-RUS tag vs -RUS-BACK and -RUS_FRONT
mansayk opened this issue · 4 comments
Hi!
I fixed 2 twol rules, because some cases didn't work, for example, часть, частьны, частька.
79a5b1a
Currently we marked with RUS tag only those loanwords, that accept affixes with back vowels. That means, that we cannot mark with RUS tag loanwords accepting affixes with front vowels. What is the best solution here? Maybe we need to replace -RUS tag with 2 different ones: -RUS-BACK and -RUS-FRONT?

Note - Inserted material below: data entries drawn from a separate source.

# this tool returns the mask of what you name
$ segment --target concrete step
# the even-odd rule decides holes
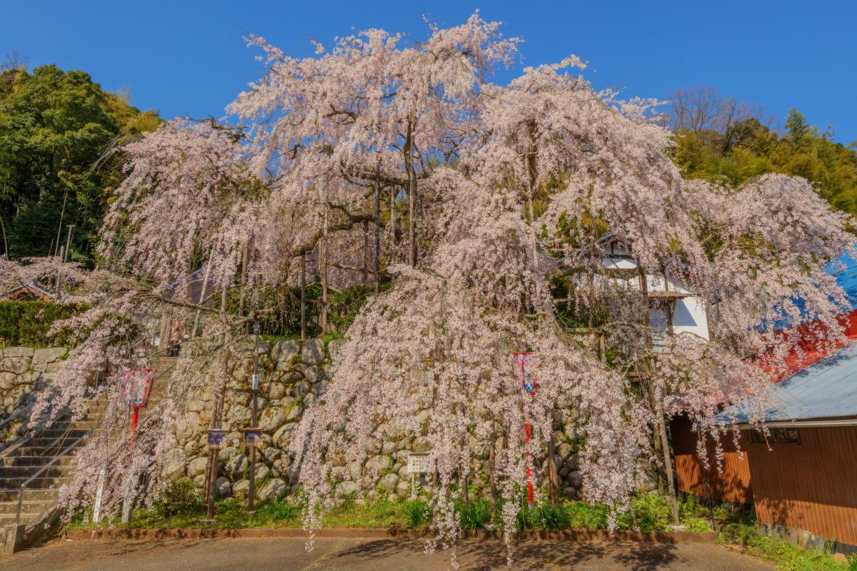
[[[23,510],[23,508],[21,508],[21,509]],[[39,512],[38,514],[36,514],[36,513],[33,513],[33,514],[24,514],[24,513],[21,513],[21,519],[19,520],[19,522],[20,523],[23,523],[23,524],[31,523],[33,521],[35,521],[36,518],[38,518],[44,512]],[[0,514],[0,526],[8,526],[10,523],[15,523],[15,514],[9,514],[8,515]]]
[[[25,501],[21,503],[21,514],[23,512],[27,512],[29,514],[44,514],[48,509],[54,506],[54,502],[51,500],[29,500]],[[0,514],[11,514],[15,515],[15,513],[18,510],[18,500],[13,502],[0,502]]]
[[[20,493],[20,489],[0,490],[0,502],[17,502],[18,494]],[[57,496],[59,496],[58,488],[52,488],[51,490],[27,488],[24,490],[24,502],[29,502],[31,500],[56,502]]]
[[[27,446],[24,445],[12,450],[10,456],[45,456],[49,460],[62,452],[64,448],[56,446]]]
[[[0,488],[3,490],[19,490],[21,489],[21,485],[26,482],[27,478],[0,478]],[[29,484],[27,485],[27,489],[30,488],[33,490],[50,490],[51,488],[59,488],[66,482],[71,481],[70,476],[57,477],[57,478],[43,478],[39,475],[38,478],[33,478]]]
[[[72,426],[53,427],[39,432],[39,438],[60,438],[60,437],[76,438],[77,437],[82,437],[88,431],[89,427],[87,428],[76,428]]]
[[[51,461],[53,456],[3,456],[0,457],[0,467],[31,467],[44,466]],[[67,466],[71,463],[74,456],[68,455],[57,458],[54,466]]]
[[[82,436],[82,435],[81,435]],[[33,447],[45,447],[45,448],[59,448],[63,449],[66,446],[70,446],[74,444],[80,437],[64,437],[62,438],[44,438],[42,437],[37,437],[35,438],[30,438],[27,443],[27,446]]]
[[[42,466],[0,466],[0,479],[3,478],[29,478],[41,468]],[[68,476],[70,473],[71,467],[68,464],[62,466],[53,464],[50,467],[45,468],[41,475],[45,478],[60,478]]]

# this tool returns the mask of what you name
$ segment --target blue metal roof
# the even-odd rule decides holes
[[[857,342],[822,359],[776,384],[770,390],[772,407],[766,422],[857,416]],[[717,415],[718,424],[748,421],[752,401],[742,401]]]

Russian words that take front-vowel endings all have front vowels in their final syllables or end in palatalised consonants, right? Which means they trigger normal Tatar front-vowel endings [more or less] just like native Tatar words? If this is the case, then just use the normal word classes, like N1
. This "default" precludes the need for a separate lexicon. Are there any examples that won't work this way? We can probably account for any specific exceptions with further clarifications to the twol rules.

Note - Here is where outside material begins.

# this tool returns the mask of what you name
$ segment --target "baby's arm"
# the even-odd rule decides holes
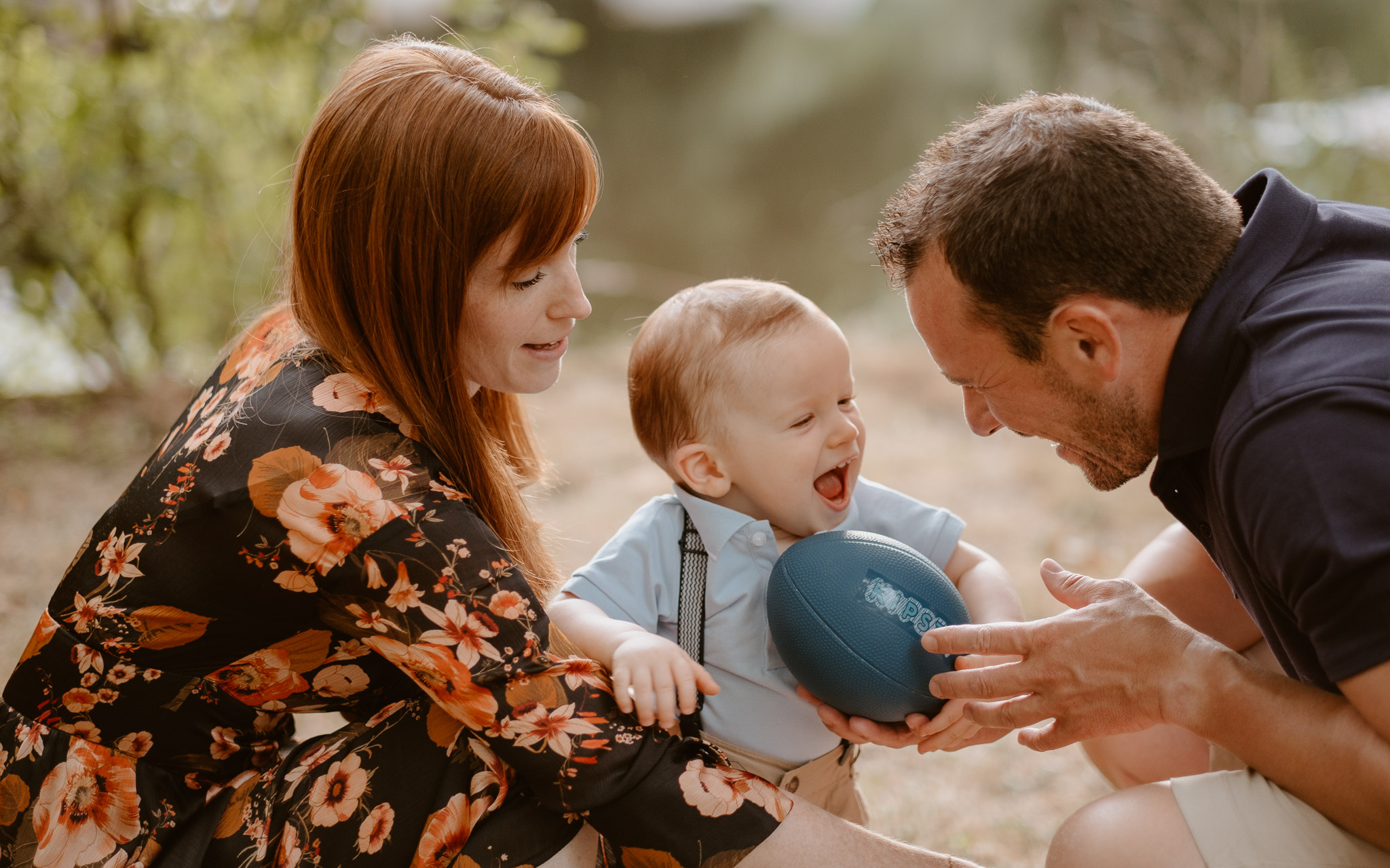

Also, are you sure those changes to the twol rules didn't break other things?
I made a test based on words collected from the corpus:
https://github.com/apertium/apertium-tat/tree/master/tests-tatcorpus
It can help to control regression.
Hmm I don't think a new testing framework is what we need here. We already have several testing frameworks in place. I can explain the yaml
-based one; the others probably @IlnarSelimcan can explain.
Actually it is not for testing, but to control effect of code changes in a big dictionary. You don't need to use it, but I will use it to find new words and to see changes in words that are not in yaml files yet.